Which was true. Nina didn’t like to talk about the circumstances of her arrival on Shearwater Island, but that was only because she was too busy with the exciting challenges of the present to waste time looking back over her shoulder. She certainly didn’t need to consult a psychiatrist!
‘Most women would envy your being able to honestly deny remembering a couple of birthdays,’ Dave agreed in the same joking vein, reflecting her own attitude back at her in a way that eased the fine tension from her body as he continued. ‘But you’re right—Ryan’s global amnesia is different, although I’m sure it’s only a temporary trauma. He’s a bit shocky, and that compounded with the concussion has probably scrambled the links between his memory systems. It’s a pretty classic pattern. After he has a good rest and his system settles down, his ability to concentrate should return, along with his memory.’
Nina felt she was learning more than she really wanted to know about the mysteries of the brain. She had never been one for clinical details, which was probably why she tried to rule doctors and hospitals out of her life.
‘Were you able to find out anything else about him?’ she asked, determined to keep the focus firmly back where it belonged.
He plucked his beard thoughtfully. ‘Well, he has a few old scars—’ he tilted his head roguishly ‘—but I think they come under doctor-patient privilege.

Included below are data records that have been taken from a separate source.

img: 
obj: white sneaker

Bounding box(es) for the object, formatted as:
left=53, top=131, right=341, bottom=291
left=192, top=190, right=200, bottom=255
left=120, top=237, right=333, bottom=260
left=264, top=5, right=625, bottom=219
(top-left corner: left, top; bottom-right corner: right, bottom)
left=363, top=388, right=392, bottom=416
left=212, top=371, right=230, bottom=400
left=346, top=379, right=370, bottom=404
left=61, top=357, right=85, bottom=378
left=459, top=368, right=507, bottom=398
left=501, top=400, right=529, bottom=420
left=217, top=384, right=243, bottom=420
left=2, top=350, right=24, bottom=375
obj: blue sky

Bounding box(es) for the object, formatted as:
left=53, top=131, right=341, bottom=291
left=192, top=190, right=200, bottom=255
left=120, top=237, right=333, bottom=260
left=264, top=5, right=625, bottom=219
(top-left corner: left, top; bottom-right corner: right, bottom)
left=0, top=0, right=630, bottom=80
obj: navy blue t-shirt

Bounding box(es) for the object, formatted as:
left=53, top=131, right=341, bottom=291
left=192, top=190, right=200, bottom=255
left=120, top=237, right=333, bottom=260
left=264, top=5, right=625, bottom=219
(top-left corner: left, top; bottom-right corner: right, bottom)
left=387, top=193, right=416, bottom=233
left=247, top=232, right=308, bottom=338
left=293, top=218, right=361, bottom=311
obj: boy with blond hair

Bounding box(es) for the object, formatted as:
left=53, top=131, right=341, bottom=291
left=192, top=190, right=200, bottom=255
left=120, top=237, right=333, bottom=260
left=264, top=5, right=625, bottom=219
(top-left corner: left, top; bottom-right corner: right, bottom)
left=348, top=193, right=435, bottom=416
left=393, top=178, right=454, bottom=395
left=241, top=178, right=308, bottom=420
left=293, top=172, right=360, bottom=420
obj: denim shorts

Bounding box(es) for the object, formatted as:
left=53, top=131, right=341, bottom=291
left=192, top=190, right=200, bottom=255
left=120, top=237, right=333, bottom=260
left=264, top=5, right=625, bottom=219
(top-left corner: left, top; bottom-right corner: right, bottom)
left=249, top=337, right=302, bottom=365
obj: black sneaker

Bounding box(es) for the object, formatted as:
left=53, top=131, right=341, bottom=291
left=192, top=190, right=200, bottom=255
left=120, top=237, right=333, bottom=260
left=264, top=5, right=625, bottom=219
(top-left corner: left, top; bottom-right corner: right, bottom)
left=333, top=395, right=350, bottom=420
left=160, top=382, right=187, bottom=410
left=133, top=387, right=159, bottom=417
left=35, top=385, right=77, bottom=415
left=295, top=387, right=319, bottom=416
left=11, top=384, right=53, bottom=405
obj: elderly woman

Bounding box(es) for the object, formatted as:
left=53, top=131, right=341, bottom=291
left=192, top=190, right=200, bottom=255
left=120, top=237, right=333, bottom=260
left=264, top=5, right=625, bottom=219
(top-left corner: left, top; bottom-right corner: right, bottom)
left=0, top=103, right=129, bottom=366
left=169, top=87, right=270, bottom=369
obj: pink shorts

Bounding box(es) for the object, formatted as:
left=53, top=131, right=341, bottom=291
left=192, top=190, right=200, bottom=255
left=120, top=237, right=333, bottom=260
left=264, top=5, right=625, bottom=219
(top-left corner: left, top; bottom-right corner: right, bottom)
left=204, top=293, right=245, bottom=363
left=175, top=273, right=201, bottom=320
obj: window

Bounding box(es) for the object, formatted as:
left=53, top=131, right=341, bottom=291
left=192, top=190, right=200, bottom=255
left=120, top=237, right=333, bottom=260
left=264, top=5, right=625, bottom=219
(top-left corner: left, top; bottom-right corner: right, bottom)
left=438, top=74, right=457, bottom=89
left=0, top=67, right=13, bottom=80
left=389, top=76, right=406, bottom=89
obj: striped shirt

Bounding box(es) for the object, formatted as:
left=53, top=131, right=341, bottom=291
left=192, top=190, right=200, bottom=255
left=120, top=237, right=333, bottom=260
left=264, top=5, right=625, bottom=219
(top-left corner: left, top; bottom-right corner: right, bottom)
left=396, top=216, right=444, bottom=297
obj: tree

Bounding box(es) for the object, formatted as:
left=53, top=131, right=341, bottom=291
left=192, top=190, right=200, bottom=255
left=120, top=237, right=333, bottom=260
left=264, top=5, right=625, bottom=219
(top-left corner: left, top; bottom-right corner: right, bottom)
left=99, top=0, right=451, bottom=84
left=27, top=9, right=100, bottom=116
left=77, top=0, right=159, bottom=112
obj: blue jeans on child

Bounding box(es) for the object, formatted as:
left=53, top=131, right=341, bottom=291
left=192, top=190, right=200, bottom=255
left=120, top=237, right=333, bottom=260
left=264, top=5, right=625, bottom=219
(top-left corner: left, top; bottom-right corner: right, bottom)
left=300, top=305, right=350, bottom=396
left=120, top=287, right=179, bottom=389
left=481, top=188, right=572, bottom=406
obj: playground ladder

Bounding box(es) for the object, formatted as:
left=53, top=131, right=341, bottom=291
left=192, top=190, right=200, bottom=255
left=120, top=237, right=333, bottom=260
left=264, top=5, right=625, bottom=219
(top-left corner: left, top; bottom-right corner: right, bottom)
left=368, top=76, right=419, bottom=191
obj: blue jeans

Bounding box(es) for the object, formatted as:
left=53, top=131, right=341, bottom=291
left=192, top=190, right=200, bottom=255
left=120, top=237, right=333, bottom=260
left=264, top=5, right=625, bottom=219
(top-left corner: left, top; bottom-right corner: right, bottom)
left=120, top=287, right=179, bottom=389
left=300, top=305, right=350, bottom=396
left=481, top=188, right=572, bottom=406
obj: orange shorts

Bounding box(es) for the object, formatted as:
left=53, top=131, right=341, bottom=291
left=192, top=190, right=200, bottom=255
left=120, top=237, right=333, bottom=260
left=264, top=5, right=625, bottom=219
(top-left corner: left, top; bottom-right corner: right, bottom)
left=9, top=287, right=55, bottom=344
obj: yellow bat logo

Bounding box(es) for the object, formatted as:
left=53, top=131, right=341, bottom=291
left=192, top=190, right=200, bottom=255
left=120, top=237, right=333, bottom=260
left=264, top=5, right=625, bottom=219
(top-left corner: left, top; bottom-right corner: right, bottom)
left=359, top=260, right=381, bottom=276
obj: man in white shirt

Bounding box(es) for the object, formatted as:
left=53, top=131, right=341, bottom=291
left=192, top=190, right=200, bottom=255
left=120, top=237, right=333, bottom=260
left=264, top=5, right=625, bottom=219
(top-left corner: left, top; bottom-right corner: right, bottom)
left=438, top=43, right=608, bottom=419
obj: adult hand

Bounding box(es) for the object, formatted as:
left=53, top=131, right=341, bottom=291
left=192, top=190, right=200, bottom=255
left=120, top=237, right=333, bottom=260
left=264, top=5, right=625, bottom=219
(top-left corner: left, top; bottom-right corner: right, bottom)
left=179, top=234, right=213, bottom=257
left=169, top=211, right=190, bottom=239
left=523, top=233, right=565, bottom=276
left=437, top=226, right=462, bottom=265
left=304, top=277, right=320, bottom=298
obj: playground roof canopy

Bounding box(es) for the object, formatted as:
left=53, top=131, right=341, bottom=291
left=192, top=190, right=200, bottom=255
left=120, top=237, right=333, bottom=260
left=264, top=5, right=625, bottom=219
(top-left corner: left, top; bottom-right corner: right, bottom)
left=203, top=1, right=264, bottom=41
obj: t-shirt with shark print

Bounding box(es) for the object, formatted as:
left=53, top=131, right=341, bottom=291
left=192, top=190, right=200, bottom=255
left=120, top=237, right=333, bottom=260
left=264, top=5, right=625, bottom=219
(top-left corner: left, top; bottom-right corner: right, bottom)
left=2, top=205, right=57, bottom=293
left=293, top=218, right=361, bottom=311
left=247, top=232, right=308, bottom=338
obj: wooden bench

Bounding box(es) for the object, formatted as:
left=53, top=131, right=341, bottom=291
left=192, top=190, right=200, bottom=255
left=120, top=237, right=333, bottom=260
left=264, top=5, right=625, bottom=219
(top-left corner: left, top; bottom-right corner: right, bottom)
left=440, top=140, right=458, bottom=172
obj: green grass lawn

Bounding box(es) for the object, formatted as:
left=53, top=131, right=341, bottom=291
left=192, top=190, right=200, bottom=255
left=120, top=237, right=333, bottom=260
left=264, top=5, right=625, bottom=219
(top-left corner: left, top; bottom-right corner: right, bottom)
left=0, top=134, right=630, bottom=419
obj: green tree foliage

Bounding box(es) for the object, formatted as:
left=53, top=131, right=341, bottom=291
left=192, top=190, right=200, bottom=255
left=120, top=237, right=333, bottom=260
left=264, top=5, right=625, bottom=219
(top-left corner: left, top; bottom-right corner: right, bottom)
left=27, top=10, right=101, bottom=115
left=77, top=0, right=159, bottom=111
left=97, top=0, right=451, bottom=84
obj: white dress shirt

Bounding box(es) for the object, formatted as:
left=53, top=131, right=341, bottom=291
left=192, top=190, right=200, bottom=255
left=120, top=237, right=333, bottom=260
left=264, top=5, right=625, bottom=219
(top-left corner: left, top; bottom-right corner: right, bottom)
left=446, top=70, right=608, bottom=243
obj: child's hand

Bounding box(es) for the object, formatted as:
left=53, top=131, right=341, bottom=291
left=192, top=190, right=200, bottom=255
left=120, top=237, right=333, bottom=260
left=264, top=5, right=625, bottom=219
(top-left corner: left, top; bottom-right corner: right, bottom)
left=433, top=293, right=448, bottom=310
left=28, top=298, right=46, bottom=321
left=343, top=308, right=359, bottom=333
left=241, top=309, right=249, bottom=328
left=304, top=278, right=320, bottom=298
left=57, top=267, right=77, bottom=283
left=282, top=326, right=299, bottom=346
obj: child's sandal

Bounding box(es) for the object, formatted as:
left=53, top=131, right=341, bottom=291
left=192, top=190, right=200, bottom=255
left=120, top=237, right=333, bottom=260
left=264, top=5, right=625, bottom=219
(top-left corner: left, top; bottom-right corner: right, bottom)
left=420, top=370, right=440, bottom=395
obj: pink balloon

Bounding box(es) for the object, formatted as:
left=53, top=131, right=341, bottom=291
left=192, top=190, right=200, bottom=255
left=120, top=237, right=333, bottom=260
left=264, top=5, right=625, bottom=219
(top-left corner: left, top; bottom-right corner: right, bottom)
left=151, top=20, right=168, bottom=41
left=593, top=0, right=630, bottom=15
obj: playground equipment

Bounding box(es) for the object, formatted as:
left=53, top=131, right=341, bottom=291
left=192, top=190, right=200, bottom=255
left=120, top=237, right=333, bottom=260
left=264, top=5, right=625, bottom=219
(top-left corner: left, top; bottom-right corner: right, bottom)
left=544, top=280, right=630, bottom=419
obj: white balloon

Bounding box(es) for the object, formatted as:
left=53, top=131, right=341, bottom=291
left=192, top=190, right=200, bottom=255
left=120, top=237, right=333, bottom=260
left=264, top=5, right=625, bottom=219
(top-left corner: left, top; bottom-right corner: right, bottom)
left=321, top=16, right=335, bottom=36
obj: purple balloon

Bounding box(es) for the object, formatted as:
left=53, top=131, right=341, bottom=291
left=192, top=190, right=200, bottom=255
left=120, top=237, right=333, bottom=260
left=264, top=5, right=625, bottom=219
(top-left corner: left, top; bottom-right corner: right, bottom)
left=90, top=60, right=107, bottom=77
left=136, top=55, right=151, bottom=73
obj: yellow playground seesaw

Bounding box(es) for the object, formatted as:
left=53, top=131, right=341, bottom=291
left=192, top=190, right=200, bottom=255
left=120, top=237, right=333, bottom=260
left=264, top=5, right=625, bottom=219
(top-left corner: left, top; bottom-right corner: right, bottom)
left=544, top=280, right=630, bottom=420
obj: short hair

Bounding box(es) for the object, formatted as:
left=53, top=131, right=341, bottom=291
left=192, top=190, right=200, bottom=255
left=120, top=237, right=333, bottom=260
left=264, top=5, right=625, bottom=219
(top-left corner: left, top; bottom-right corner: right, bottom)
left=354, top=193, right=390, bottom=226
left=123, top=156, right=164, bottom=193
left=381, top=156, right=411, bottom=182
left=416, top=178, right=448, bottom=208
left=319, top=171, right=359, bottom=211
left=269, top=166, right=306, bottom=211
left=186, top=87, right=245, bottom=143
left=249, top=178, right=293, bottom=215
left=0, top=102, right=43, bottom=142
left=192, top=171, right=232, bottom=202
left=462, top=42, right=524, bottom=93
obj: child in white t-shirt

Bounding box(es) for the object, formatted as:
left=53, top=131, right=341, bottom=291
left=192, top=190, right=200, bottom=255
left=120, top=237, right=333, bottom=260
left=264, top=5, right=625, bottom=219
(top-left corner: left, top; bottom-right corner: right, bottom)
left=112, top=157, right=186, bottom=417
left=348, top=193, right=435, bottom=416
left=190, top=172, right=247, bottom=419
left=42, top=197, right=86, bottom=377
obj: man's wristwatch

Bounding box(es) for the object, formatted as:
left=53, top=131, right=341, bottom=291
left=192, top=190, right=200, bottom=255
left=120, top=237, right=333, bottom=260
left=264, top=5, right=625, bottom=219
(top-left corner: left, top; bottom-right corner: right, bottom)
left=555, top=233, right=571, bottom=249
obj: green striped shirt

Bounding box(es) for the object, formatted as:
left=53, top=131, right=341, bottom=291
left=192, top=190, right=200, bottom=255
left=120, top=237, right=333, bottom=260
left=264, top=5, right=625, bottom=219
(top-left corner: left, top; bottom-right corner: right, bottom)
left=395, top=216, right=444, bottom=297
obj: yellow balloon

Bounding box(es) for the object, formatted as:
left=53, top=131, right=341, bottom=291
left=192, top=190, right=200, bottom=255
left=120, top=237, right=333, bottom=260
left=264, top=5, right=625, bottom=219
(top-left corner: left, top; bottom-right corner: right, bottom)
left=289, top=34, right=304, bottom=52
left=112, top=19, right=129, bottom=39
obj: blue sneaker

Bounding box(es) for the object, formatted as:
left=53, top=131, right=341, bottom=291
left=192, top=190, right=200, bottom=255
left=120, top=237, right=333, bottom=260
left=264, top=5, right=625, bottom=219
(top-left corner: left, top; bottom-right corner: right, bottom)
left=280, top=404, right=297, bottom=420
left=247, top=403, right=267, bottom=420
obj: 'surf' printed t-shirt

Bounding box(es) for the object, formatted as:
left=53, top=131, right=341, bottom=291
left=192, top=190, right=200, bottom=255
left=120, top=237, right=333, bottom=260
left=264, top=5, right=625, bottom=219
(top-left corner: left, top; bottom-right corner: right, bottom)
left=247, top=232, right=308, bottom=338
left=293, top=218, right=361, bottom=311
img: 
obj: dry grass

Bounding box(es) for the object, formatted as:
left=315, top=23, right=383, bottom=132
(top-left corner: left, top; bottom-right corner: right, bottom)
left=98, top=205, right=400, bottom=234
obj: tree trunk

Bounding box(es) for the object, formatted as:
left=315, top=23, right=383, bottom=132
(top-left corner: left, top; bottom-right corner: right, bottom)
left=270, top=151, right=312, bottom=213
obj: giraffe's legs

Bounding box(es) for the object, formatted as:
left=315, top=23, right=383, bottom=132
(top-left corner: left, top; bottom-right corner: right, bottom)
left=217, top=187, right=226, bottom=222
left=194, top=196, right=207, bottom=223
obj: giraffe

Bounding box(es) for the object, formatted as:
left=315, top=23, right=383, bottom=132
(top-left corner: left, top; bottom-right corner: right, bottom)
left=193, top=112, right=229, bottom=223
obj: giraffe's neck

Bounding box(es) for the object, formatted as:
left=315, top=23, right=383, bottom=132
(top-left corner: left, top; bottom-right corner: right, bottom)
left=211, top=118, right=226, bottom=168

He couldn’t say where he’d come from or where he was going and we couldn’t find any wallet in his clothing—maybe he lost it out there on the road. You’re more familiar with who’s living around here than I am at the moment. Are you certain you haven’t seen him before, even casually?’
‘I’m positive. He’s a total stranger,’ she said firmly. ‘That was the first thing that struck me about him. Believe me, if I knew who this Ryan was, I’d leap at the chance to hand him over to whoever invited him to visit. I don’t mind helping out in an emergency, but I’m really not prepared for a house guest right now.’ She was aware that sounded selfish, but already the stranger had caused a disruption to her peaceful existence.
‘Speaking of which—have you got something else he can wear, or should I bring some of my clothing over? He needs to keep warm to counteract the effects of shock.’
‘I think I have a few things lying around that should fit him.’ Karl had been the last person she had had to stay, and he was notoriously untidy with his possessions.
She half turned and her breathing shortened as she suddenly saw the man leaning against the corner where the living-room wall abutted the kitchen. How long had he been standing there listening? And how much of the conversation had he actually taken in? There was a guarded watchfulness in the blue eyes, a kind of baffled fury that made her think of a trapped animal.
And, without the mohair rug, there was nothing to disguise the animal-like sleekness of his body, streamlined with lithe and sinewy muscle, the thick tangle of hair on his chest tapering down to a narrow line where the broad band of elastic dipped low across his slim hips, the thin, stretchy, grey boxers softly clinging to contours of his masculinity.
Nina could feel her cheeks warm. She cleared her throat. ‘I was just saying goodbye to the doctor.’
His intent stare didn’t shift from her face. ‘I need to use the bathroom,’ he said bluntly.
‘Oh…’ Her blush deepened. ‘It’s straight down the hall, first on the right,’ she said, pointing, and as he pushed himself away from the wall and shambled stiffly off in the right direction, she looked anxiously over her shoulder at Dave.
He grinned. ‘His kidneys are working—that’s definitely a very good sign.’
She decided that the psychiatrist was an incurable optimist by nature. ‘Will he be all right by himself?’ she worried.
He pursed his lips. ‘Would you like me to check before I leave?’
‘Yes, please. And then could you show him across the hall to the spare room? I’ll make up the bed in there. It’ll be much more comfortable than the couch.’ If the storm was going to keep her awake, she didn’t want to have to spend all night watching her uninvited guest sleep. Briefly looking in on him once every two hours would be much less taxing on the nerves!